Every so often, an idea comes along at just the right time to solve a big problem in the payments business, and makes you wonder, “Wow, how come nobody thought of that before?” With people’s credit and debit card numbers getting stolen left and right these days, we may be seeing just that with new apps that “turn off” your cards when not in use.
The idea behind the new wave of apps is the total opposite of what we’re used to hearing about payments security. After every major data breach, stories warn of hit-and-miss protection at the point of sale, and we’re reminded that banks and retailers need to run a tighter ship in the IT department if our data is ever going to be safe. In fact, American businesses are about to spend several billion dollars replacing every credit card and card reader in the country with new ones that use EMV, the chip-based card system prevalent in Europe.
Only 100 downloads? Surely people don’t know what they’re missing
The problem with that approach is, it means the individual consumer is largely a bystander in the card-security fight, unable to affect it much, but certainly at risk of suffering from the outcome. Beyond exercising some basic common sense about when and where to use your card, you are essentially just along for the ride; pay for anything from groceries to insurance, and there is literally nothing you can do to prevent the company on the receiving end from being hacked, infiltrated, or otherwise compromised, and no way of telling if that’s likely.

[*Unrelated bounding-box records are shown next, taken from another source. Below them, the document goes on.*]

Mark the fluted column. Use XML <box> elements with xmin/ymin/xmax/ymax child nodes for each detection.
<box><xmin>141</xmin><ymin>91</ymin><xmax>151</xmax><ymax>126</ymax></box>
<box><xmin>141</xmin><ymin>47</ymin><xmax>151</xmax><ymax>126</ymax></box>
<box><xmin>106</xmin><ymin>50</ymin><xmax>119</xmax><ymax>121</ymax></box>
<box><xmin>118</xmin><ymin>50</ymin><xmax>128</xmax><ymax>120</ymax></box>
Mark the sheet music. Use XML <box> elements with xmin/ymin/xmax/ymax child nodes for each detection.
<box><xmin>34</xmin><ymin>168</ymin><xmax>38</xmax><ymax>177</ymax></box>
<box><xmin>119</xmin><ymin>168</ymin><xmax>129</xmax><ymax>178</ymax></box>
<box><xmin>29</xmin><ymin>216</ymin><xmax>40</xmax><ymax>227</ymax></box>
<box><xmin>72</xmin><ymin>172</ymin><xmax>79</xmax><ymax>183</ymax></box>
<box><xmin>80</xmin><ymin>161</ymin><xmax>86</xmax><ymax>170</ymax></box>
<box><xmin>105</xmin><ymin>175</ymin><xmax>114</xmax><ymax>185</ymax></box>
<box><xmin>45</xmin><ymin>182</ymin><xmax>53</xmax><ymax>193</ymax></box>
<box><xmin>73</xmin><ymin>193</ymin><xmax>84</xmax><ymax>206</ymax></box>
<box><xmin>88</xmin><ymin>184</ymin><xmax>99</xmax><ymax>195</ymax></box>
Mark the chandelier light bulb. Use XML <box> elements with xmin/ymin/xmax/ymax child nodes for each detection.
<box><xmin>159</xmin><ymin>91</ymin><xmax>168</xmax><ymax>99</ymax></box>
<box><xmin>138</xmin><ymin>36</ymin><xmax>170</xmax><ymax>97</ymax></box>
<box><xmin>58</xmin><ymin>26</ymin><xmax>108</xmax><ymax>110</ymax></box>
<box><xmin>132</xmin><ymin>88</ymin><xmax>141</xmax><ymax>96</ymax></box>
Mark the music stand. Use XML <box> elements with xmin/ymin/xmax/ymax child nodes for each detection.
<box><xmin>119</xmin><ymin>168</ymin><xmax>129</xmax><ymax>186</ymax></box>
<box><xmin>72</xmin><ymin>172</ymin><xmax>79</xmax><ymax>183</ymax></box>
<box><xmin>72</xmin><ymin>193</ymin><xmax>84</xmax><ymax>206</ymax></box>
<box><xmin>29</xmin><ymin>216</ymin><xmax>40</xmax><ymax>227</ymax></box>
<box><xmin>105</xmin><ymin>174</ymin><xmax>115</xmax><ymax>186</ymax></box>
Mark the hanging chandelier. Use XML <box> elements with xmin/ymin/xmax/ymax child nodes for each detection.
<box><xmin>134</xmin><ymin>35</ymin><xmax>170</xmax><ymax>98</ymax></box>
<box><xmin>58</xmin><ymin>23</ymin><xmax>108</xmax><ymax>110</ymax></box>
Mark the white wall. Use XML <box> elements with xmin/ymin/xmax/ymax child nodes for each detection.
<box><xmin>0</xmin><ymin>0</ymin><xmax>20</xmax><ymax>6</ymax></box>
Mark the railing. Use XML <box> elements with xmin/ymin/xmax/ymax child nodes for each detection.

But this approach is more like, “Go ahead and steal my credit card number. In fact, it’s probably going to be stolen anyway, if it hasn’t been already. I’ll just make sure that when you do steal it, you won’t be able to use it.” That ability to seize back some amount of control in this fight is quite appealing.
I resolved to try it out for myself shortly after hearing about it, so I looked some apps up on Google Play, settling on Fiserv’s CardValet, which had been launched quietly in a January press release. Surprisingly, only 100 people had downloaded it so far, albeit to mostly positive reviews. The documentation revealed even more ambitious features beyond merely “parking” your card, such as notifications based on location or the type of merchant, and the ability to set dollar limits. So, what was the terrible catch?
Unfortunately, there was a major one: CardValet is not a universal app; it only works with debit cards for now, and only with those from selected banks that have signed up for the service. A Fiserv spokesperson confirmed that the app will eventually be expanded to include credit cards, though at launch, the focus was on debit cards in order to reach the maximum number of potential customers.
Unfortunately, plug-and-play is not the way most of these apps are going to be.
That part is actually a smart move, because in addition to representing a higher proportion of transactions (38% of all payments in the U.S. versus 21% for credit), debit cards also tend to suffer from inferior protection against fraud, opening you to potentially limitless liability if not reported quickly. What’s more, in the meantime, you are not just disputing a charge on a bill – your money is actually gone. So as the more urgent of the two problems for consumers, attacking debit first in a consumer app makes sense.
Now, with the shift to EMV (chip-based “smart” cards) already under way, you might wonder: What’s the use of this kind of app? Aren’t the new cards going to protect me already? The answer is only partly; EMV does a great job of stopping card fraud at the point of sale using cloned cards, but it’s no good at all against online fraud. In fact, in countries where they’ve had time to study the effect of EMV, one very consistent pattern is that shortly after the new technology’s introduction, most card fraud migrates online or overseas.
In other words, the criminals will still steal your card data one way or another, and then instead of cloning a physical card, they’ll use it online, where EMV is not enforced. Parking your card would be one way to close that wide-open backdoor.
But, back to the one major problem: Without some cooperation and standardization, a card-parking app is going to be a tough sell. In my attempt to try CardValet, for example, if my bank hadn’t signed up with the service, I was out of luck. The way that works isn’t Fiserv’s fault – no bank is going to let an app go in and start manipulating account information without some ironclad agreements and protections in place behind the scenes, and frankly, that’s the way it should be.
What it means, though, is that my ideal scenario – being able to turn ALL of my cards on or off from one place, rather than relying on an army of competing apps for each card – seems unlikely in the near future. I’d wager most of us would want the same thing; and since most Americans also have more than one card, that could present a major pain point in the coming years. Perhaps one day, a single app, or a combination of two or three, will build enough momentum to reach the critical mass where they become convenient and near-universal. Until then, however long it takes – 18 months? Years? Decades? – credit-card parking may remain a great technology in waiting.